Commit: Once transactions are validated, a finalized state is committed to storage.
By leveraging parallel access to the database to fetch the latest state, Monad can achieve significant throughput improvement over sequential execution, as it assumes that conflicts are relatively rare. However, in scenarios where conflicts are high and transactions are large (e.g., DeFi protocols with frequent shared state modifications, which are the majority of Ethereum blocks), this can hinder performance improvement over sequential execution.
Experimental Analysis: SupraBTM (iBTM) vs Monad’s 2PE:
Experimental Setup
We conducted a head-to-head benchmark of SupraBTM and Monad’s 2PE executor on Ethereum workloads.
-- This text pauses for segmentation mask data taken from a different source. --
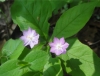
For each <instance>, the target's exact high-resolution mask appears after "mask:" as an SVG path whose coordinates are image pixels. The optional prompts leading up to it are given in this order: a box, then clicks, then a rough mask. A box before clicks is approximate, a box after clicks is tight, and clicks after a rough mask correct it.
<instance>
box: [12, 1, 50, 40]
mask: <svg viewBox="0 0 100 76" xmlns="http://www.w3.org/2000/svg"><path fill="white" fill-rule="evenodd" d="M51 14H52V8H51V4H50V2H49V1H48V0H47V1H43V0H15V1H14V3H13V5H12V7H11V15H12V19H13V21H14V22H15V23H16V24H18V25H19V27H20V29H21V30H25V29H27V28H28V27H31V28H33V29H35V30H36V31H37V32H38V33H39V34H41V35H44V36H45V37H46V38H47V35H48V30H49V23H48V19H49V18H50V16H51Z"/></svg>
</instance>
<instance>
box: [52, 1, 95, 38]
mask: <svg viewBox="0 0 100 76" xmlns="http://www.w3.org/2000/svg"><path fill="white" fill-rule="evenodd" d="M95 6H96V2H89V3H84V4H80V5H77V6H75V7H73V8H71V9H69V10H67V11H66V12H65V13H63V14H62V16H61V17H60V19H59V20H58V21H57V24H56V26H55V29H54V32H53V36H52V37H65V38H67V37H70V36H72V35H74V34H76V33H77V32H78V31H79V30H80V29H81V28H82V27H83V26H84V25H85V24H86V23H87V21H88V20H89V18H90V17H91V15H92V13H93V10H94V7H95Z"/></svg>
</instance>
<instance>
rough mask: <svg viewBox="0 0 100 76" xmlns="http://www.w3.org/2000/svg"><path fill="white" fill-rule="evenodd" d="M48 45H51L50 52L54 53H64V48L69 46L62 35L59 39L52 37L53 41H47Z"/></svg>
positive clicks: (64, 48)
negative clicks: (53, 38)
mask: <svg viewBox="0 0 100 76" xmlns="http://www.w3.org/2000/svg"><path fill="white" fill-rule="evenodd" d="M49 45H50V47H51V49H50V52H52V53H55V54H56V55H60V54H63V53H66V49H67V48H68V46H69V44H68V43H67V42H65V39H64V38H63V37H62V38H60V39H58V38H54V40H53V42H51V43H49Z"/></svg>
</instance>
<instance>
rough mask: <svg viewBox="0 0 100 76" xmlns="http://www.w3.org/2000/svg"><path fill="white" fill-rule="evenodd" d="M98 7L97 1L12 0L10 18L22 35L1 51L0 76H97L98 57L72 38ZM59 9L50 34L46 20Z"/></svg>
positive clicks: (91, 50) (80, 29)
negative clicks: (60, 8) (58, 13)
mask: <svg viewBox="0 0 100 76" xmlns="http://www.w3.org/2000/svg"><path fill="white" fill-rule="evenodd" d="M99 3H100V2H99V1H98V0H95V1H93V0H77V1H76V2H75V1H74V0H60V1H58V0H15V1H14V3H13V4H12V7H11V15H12V19H13V21H14V23H16V24H17V25H18V26H19V27H20V30H21V31H22V32H23V35H22V36H21V37H20V38H19V39H16V40H13V39H10V40H8V41H7V42H6V43H5V45H4V47H3V49H2V50H1V52H2V56H1V59H0V60H1V66H0V76H67V75H71V76H99V75H100V72H99V70H100V59H99V57H97V55H96V54H95V53H94V52H93V51H92V49H90V48H89V47H88V46H87V45H84V44H82V43H81V42H80V41H79V40H78V38H77V37H76V36H75V35H76V34H77V33H78V32H79V31H80V30H81V29H82V28H83V27H84V26H85V24H86V23H87V22H88V20H89V19H90V17H91V15H92V13H93V11H94V8H95V7H97V6H99ZM69 4H70V7H69ZM65 5H66V8H65ZM62 6H64V8H65V9H63V10H61V12H60V14H61V16H60V18H59V19H58V20H57V22H56V24H55V25H54V26H53V27H54V28H53V30H52V31H53V33H49V29H50V28H51V27H50V23H49V22H48V20H49V19H50V17H51V16H52V13H53V14H57V13H59V12H58V9H60V8H61V7H62ZM27 46H29V47H30V48H28V47H27Z"/></svg>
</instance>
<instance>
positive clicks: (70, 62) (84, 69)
mask: <svg viewBox="0 0 100 76" xmlns="http://www.w3.org/2000/svg"><path fill="white" fill-rule="evenodd" d="M72 40H75V39H72ZM70 42H71V41H70ZM72 42H73V45H72V44H70V45H71V47H70V49H69V50H68V51H67V53H66V54H64V55H61V56H60V58H61V59H63V60H64V61H65V66H66V67H65V68H66V72H68V73H69V74H70V75H72V76H99V74H100V70H99V69H100V65H99V63H100V58H99V57H97V55H96V54H95V53H94V52H93V51H92V50H91V49H90V48H89V47H88V46H86V45H84V44H82V43H81V42H79V41H78V40H77V39H76V40H75V41H72Z"/></svg>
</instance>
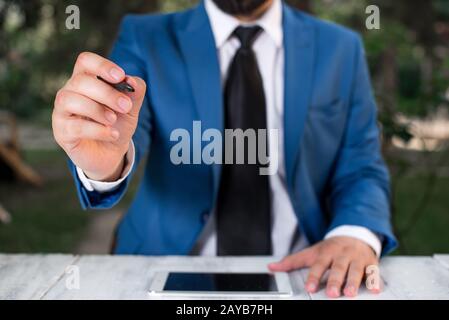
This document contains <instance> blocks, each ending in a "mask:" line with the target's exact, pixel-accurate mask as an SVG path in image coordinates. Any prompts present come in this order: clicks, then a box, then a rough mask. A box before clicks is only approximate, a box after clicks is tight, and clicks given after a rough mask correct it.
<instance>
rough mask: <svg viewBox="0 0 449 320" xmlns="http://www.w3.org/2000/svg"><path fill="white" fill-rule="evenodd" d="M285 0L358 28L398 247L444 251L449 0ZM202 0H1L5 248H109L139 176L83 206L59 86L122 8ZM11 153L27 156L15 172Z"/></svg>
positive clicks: (133, 12)
mask: <svg viewBox="0 0 449 320" xmlns="http://www.w3.org/2000/svg"><path fill="white" fill-rule="evenodd" d="M287 2H289V3H290V4H292V5H294V6H296V7H298V8H301V9H302V10H305V11H308V12H310V13H311V14H313V15H316V16H319V17H321V18H324V19H327V20H331V21H334V22H337V23H340V24H343V25H346V26H348V27H351V28H353V29H355V30H357V31H359V32H360V33H361V34H362V35H363V37H364V41H365V46H366V52H367V57H368V60H369V64H370V69H371V74H372V81H373V85H374V87H375V93H376V97H377V101H378V105H379V121H380V123H381V125H382V128H383V130H382V131H383V152H384V155H385V158H386V159H387V162H388V165H389V168H390V171H391V174H392V180H393V201H392V202H393V204H392V212H393V224H394V228H395V230H396V234H397V236H398V238H399V241H400V247H399V249H398V250H396V252H395V254H412V255H414V254H416V255H418V254H423V255H428V254H433V253H437V252H439V253H449V148H448V141H449V116H448V96H449V0H426V1H406V0H389V1H387V0H376V1H374V0H373V1H366V0H310V1H304V0H291V1H287ZM195 3H197V1H194V0H164V1H162V0H159V1H156V0H133V1H127V0H109V1H92V0H70V1H66V0H62V1H61V0H22V1H19V0H15V1H14V0H12V1H8V0H0V205H1V207H3V208H4V209H5V210H6V211H8V212H9V214H10V216H11V221H9V222H8V219H7V217H3V218H2V216H1V215H0V221H1V220H3V222H0V252H27V253H29V252H78V253H107V252H108V247H109V242H110V239H111V235H112V231H113V229H114V226H115V225H116V223H117V221H118V220H119V219H120V217H121V215H122V214H123V212H124V211H125V210H126V207H127V206H128V205H129V203H130V200H131V199H132V197H133V193H134V191H135V189H136V184H137V182H138V179H134V181H133V184H132V186H131V189H130V192H128V194H127V196H126V197H125V199H124V200H123V201H122V202H121V204H120V205H119V206H118V208H116V209H114V210H110V211H107V212H103V213H94V214H93V213H91V212H83V211H82V210H81V209H80V206H79V203H78V200H77V197H76V192H75V188H74V186H73V183H72V180H71V177H70V176H69V172H68V170H67V167H66V161H67V159H66V157H65V154H64V153H63V152H62V151H61V150H59V149H58V148H57V146H56V145H55V142H54V141H53V138H52V133H51V111H52V105H53V99H54V96H55V93H56V91H57V90H58V89H59V88H60V87H61V86H62V84H63V83H64V82H65V81H66V80H67V78H68V77H69V75H70V73H71V69H72V67H73V63H74V61H75V58H76V56H77V55H78V53H80V52H82V51H94V52H97V53H99V54H102V55H107V53H108V52H109V50H110V48H111V45H112V43H113V41H114V38H115V36H116V32H117V28H118V25H119V22H120V20H121V18H122V17H123V15H124V14H126V13H131V12H132V13H148V12H170V11H176V10H181V9H184V8H188V7H190V6H192V5H195ZM71 4H76V5H78V6H79V8H80V12H81V29H80V30H67V29H66V28H65V20H66V17H67V15H66V13H65V10H66V7H67V6H68V5H71ZM370 4H375V5H377V6H378V7H379V8H380V14H381V20H380V21H381V28H380V29H379V30H367V29H366V27H365V20H366V18H367V14H366V13H365V9H366V7H367V5H370ZM2 120H3V121H2ZM2 146H3V147H2ZM11 150H13V152H12V153H11V152H10V151H11ZM16 151H18V152H16ZM11 154H12V155H13V157H12V160H11ZM8 155H9V156H8ZM14 157H16V158H14ZM8 161H9V163H11V161H12V162H14V163H19V162H20V166H19V168H18V169H16V170H19V171H20V170H22V171H23V173H22V174H21V175H19V179H17V176H18V175H17V173H16V172H15V171H14V170H12V169H11V166H10V165H8V164H7V163H8ZM24 168H26V169H24ZM30 168H32V170H33V171H32V172H31V173H30V172H29V169H30ZM1 207H0V210H1Z"/></svg>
Both executors were deployed and tested inside Docker containers to ensure a consistent environment.
Hardware & Environment
Benchmarks were executed on a dedicated server machine:
Server: f4.metal.medium
CPU: AMD 4564P, 16 cores @ 4.5 GHz
RAM: 192 GB
Storage: 2 × 480 GB NVMe + 2 × 1.9 TB NVMe
Networking: 2 × 10 Gbps NICs
Execution Environment: both executors were run inside Docker to isolate dependencies and ensure reproducibility.
Executor Implementations
SupraBTM (iBTM): Implemented in Rust, built on REVM as the underlying EVM engine.
Monad 2PE: Implemented in C++, leveraging a native C++ EVM implementation. Monad has recently open-sourced this codebase.
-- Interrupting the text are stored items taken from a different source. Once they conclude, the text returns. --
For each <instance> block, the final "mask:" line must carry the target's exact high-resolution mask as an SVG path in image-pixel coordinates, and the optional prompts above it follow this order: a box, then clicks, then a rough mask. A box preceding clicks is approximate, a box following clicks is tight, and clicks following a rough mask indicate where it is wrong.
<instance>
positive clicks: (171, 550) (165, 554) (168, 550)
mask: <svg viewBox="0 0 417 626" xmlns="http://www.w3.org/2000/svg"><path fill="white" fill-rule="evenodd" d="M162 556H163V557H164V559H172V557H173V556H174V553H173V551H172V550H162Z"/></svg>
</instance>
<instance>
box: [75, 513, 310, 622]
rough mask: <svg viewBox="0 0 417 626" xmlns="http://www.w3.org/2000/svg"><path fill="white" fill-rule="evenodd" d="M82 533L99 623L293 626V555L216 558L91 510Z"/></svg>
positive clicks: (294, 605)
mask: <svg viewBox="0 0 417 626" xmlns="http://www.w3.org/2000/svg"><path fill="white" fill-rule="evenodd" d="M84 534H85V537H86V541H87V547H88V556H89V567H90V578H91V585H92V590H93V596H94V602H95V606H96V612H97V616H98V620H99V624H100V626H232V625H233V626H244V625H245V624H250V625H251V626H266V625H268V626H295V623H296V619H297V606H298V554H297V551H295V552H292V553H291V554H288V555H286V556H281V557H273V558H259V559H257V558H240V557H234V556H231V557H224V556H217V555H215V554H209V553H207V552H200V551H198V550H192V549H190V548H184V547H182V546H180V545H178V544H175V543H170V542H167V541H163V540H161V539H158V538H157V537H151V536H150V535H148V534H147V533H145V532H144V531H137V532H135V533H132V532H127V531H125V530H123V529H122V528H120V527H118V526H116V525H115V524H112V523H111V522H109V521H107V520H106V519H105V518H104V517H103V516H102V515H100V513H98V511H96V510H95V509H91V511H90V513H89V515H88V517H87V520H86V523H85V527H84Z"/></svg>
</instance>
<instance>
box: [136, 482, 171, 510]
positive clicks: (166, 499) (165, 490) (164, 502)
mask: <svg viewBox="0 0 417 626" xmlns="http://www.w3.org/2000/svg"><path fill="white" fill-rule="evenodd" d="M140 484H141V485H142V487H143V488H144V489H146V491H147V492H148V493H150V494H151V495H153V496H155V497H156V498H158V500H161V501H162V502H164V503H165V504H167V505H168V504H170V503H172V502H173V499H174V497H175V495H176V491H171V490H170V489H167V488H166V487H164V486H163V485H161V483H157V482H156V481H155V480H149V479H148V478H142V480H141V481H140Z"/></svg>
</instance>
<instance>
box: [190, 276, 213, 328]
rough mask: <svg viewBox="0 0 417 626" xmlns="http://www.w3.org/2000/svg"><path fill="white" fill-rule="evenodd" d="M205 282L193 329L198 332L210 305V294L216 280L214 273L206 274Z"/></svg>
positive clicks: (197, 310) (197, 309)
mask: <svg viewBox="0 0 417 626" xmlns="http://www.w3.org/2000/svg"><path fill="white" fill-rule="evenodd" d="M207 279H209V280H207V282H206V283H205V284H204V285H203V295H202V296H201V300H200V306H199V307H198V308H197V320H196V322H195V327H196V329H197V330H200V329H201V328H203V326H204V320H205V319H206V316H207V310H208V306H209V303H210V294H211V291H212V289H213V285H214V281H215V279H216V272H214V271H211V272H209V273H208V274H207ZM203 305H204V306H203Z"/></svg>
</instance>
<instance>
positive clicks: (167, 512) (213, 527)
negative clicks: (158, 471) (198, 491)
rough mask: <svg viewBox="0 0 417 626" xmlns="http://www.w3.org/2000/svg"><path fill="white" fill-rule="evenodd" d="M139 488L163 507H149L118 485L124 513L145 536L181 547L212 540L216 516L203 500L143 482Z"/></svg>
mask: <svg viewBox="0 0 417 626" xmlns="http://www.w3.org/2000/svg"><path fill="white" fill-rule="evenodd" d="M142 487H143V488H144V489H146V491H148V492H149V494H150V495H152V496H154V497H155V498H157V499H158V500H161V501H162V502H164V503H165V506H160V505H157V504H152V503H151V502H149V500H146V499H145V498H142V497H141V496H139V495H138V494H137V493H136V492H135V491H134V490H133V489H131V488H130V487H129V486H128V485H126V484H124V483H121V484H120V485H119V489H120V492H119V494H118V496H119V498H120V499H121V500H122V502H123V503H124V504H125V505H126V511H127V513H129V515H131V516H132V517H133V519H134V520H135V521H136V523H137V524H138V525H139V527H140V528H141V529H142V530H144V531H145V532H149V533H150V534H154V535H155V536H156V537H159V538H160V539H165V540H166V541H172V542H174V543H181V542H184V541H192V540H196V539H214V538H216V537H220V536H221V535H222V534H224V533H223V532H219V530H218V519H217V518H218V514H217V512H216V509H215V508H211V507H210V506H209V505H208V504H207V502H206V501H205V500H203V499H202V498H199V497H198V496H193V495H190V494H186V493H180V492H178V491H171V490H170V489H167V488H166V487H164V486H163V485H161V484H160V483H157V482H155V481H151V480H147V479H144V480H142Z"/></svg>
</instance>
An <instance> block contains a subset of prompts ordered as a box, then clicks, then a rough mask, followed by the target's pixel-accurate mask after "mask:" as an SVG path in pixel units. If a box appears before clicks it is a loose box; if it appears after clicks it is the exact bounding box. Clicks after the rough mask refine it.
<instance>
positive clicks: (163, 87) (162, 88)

Sequential Executor (Baseline): Our in-house sequential executor written in Rust, using the same REVM backend as iBTM.
Workload
We used 10,000 historical Ethereum mainnet blocks:
For each block, we gathered:
Pre-state snapshots.
Full block data.
Raw RLP-encoded block data.
These were parsed into the required formats for each executor.
Execution Flow
Before execution, the pre-state is initialized in persistent storage. During execution, each executor fetches state/storage values directly from this persistent layer.
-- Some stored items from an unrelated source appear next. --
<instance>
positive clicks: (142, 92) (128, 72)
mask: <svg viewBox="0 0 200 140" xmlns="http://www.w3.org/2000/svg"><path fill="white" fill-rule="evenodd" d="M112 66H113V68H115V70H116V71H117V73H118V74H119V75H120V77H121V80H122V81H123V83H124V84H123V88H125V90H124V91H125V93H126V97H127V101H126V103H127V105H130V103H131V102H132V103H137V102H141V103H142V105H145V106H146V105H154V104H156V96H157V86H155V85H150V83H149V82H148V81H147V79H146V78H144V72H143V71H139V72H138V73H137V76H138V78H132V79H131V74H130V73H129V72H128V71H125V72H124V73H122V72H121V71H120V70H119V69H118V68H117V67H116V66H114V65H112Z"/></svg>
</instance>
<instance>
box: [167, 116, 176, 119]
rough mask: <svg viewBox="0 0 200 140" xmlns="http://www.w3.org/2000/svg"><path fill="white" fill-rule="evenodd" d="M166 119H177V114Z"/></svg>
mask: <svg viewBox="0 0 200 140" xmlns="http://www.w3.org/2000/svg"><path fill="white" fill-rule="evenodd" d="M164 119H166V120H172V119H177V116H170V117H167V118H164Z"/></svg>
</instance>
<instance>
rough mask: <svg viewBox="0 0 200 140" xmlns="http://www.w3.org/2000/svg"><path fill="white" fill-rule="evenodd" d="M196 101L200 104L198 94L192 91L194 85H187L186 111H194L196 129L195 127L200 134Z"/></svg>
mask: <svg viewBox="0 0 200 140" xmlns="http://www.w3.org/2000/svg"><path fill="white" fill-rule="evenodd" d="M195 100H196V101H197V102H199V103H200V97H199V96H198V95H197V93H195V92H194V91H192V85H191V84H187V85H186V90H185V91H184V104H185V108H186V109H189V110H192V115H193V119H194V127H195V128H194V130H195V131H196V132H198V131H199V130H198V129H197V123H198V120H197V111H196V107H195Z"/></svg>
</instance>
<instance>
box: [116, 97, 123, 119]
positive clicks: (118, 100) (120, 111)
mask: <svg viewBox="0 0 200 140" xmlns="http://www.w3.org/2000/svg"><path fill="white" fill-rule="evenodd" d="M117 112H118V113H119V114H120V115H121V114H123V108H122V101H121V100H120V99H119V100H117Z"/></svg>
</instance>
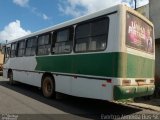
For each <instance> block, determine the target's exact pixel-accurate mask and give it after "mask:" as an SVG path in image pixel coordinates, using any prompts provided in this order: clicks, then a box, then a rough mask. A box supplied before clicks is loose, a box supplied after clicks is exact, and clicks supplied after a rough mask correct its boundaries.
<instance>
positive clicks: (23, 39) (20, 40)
mask: <svg viewBox="0 0 160 120" xmlns="http://www.w3.org/2000/svg"><path fill="white" fill-rule="evenodd" d="M20 42H24V48H21V49H20V50H22V49H24V52H23V55H22V56H19V55H18V52H19V43H20ZM25 52H26V40H25V39H23V40H19V41H18V45H17V57H23V56H25Z"/></svg>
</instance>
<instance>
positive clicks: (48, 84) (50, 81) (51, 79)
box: [41, 73, 56, 98]
mask: <svg viewBox="0 0 160 120" xmlns="http://www.w3.org/2000/svg"><path fill="white" fill-rule="evenodd" d="M41 89H42V93H43V96H44V97H46V98H51V97H55V94H56V93H55V79H54V77H53V75H52V74H51V73H44V74H43V76H42V80H41Z"/></svg>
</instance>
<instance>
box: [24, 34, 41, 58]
mask: <svg viewBox="0 0 160 120" xmlns="http://www.w3.org/2000/svg"><path fill="white" fill-rule="evenodd" d="M33 38H35V39H36V46H34V47H33V46H31V47H27V44H28V40H31V39H33ZM37 38H38V37H37V36H32V37H29V38H26V39H25V53H24V56H25V57H31V56H36V55H37V44H38V43H37ZM32 41H33V40H32ZM27 48H31V51H32V48H35V55H31V52H30V55H26V49H27Z"/></svg>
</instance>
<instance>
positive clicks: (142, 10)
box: [136, 4, 149, 19]
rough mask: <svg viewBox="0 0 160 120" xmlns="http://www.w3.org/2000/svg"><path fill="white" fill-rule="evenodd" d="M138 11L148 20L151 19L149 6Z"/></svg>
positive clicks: (148, 4) (140, 7) (144, 7)
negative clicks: (149, 17) (149, 12)
mask: <svg viewBox="0 0 160 120" xmlns="http://www.w3.org/2000/svg"><path fill="white" fill-rule="evenodd" d="M136 11H138V12H139V13H141V14H142V15H144V16H145V17H146V18H148V19H149V4H147V5H144V6H142V7H139V8H137V9H136Z"/></svg>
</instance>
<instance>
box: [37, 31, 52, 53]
mask: <svg viewBox="0 0 160 120" xmlns="http://www.w3.org/2000/svg"><path fill="white" fill-rule="evenodd" d="M45 35H49V44H43V45H39V44H38V40H39V38H40V37H42V36H45ZM46 45H50V51H49V53H48V54H38V47H39V46H46ZM36 47H37V48H36V55H37V56H43V55H49V54H50V53H51V48H52V33H51V32H46V33H42V34H39V35H37V46H36Z"/></svg>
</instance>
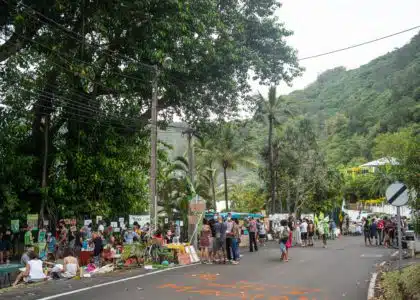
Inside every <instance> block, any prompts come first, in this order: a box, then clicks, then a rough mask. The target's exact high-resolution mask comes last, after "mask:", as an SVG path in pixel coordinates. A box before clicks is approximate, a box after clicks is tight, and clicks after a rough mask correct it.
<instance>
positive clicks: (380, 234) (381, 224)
mask: <svg viewBox="0 0 420 300" xmlns="http://www.w3.org/2000/svg"><path fill="white" fill-rule="evenodd" d="M384 225H385V224H384V220H383V219H379V220H378V223H377V230H378V239H379V245H382V242H383V239H384V227H385V226H384Z"/></svg>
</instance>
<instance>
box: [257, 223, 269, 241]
mask: <svg viewBox="0 0 420 300" xmlns="http://www.w3.org/2000/svg"><path fill="white" fill-rule="evenodd" d="M257 229H258V241H259V244H260V246H265V241H266V238H267V237H266V236H267V231H266V229H265V225H264V222H261V220H260V219H258V220H257Z"/></svg>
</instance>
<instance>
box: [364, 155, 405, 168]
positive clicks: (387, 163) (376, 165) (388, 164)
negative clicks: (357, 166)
mask: <svg viewBox="0 0 420 300" xmlns="http://www.w3.org/2000/svg"><path fill="white" fill-rule="evenodd" d="M399 164H400V163H399V162H398V161H397V159H396V158H394V157H382V158H380V159H377V160H374V161H370V162H368V163H365V164H363V165H361V167H379V166H384V165H392V166H397V165H399Z"/></svg>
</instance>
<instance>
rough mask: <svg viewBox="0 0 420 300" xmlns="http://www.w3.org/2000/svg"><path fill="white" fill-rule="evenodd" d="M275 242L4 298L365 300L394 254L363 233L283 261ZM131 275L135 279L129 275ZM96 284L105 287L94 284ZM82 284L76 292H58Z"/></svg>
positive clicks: (92, 298) (91, 298)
We measure execution time starting from the point where actual transaction execution begins:
For Monad 2PE, we use the first-phase execution time (made measurable via their built-in timer instrumentation).
For SupraBTM (iBTM) and sequential executors, timing starts at block execution entry.
Notably, in our DevNet, block data is first converted into a REVM-compatible format:
Methodology
Each block is executed exactly once per executor.
No repeated runs or averaging were performed—numbers are based on single executions per block, consistent across all executors.
Analysis: Based on the execution comparison data with 8 threads, SupraBTM (iBTM) consistently shows significant speedup over sequential execution with an expected speedup range of 3-7× for most blocks. Moreover, performance gains increase with block complexity. SupraBTM (iBTM) typically outperforms Monad 2PE and demonstrates a more consistent performance advantage across different block sizes.
Block-Level Extremes: Pre- and Post-Merge
Post-Merge Extremes
Best iBTM vs SequentialBlock 21635407 (260 txs) → iBTM ran 6.43× faster
Worst iBTM vs Sequential Block 21631268 (190 txs) → iBTM dropped to 0.58×
Best Monad 2PE vs SequentialBlock 21632191 (63 txs) → Monad achieved 4.33× speedup
Worst Monad 2PE vs Sequential Block 21634397 (8 txs) → Monad collapsed to 0.05×
Best iBTM vs Monad 2PEBlock 21635484 (26 txs) → iBTM was 14.66× faster than Monad.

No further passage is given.